Modern providers offer two distinct model families with different tradeoffs:

Standard (e.g. GPT-4o, Claude Sonnet)Reasoning (e.g. o3, o4-mini, Claude with thinking)
How it worksPredicts tokens directlyInternal "scratchpad" before answering
SpeedFast (seconds)Slower (tens of seconds to minutes)
Best forChat, completions, boilerplate, tool callingHard bugs, algorithm design, multi-step logic
CostLower (standard input/output pricing)Higher (thinking tokens billed as output)
TemperatureAdjustableOften fixed at 1 for reasoning

When to use reasoning models:

  • Debugging a race condition or memory leak with no obvious cause
  • Designing a schema migration with complex dependencies
  • Analyzing a security vulnerability across multiple files
  • Any task where you'd want a senior engineer to "think it through"

When to stick with standard models:

  • Inline completions and chat replies
  • Boilerplate generation from a clear pattern
  • Classification, routing, form extraction
  • Anything latency-sensitive

You can mix models in the same workflow: use a reasoning model for Plan, a standard model for Agent implementation.

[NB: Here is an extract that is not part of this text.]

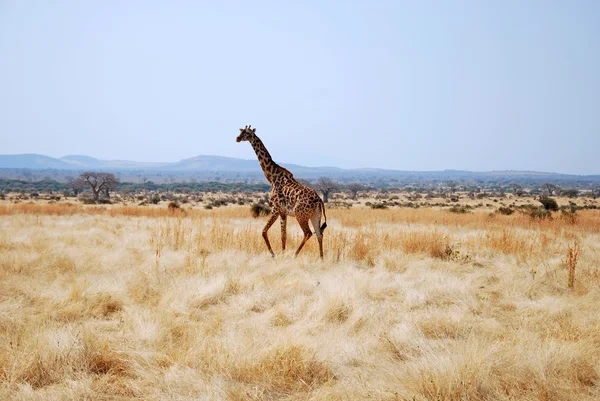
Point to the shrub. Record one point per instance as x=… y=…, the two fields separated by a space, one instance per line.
x=458 y=209
x=549 y=203
x=539 y=213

Capabilities and Hard Limits

Good at:

  • Boilerplate matching existing patterns
  • Explaining familiar code structures
  • Regex, SQL, config from examples
  • Refactors with clear instructions

Bad at:

  • Guaranteed correctness — Example: a generated auth middleware that checks the wrong field name will look exactly like a correct one
  • Novel architecture — The model will produce a design, not necessarily the right design for your constraints
  • Pixel-perfect UI — Generated Tailwind className stacks rarely match a comp without visual iteration
  • Secrets and security — SQL injection, hardcoded keys, and missing auth checks appear in plausible, compiling code; see Security Anti-patterns
  • Package version accuracy — A model trained in late 2024 knows nothing about a package update from 2025

Temperature and Determinism

Higher temperature → more creative, less reproducible. For code generation, lower temperature (or provider "deterministic" settings) reduces randomness.

Run the same prompt twice — you may get different diffs. That is expected. For CI automation, use lower temperature and pin model IDs so output is consistent.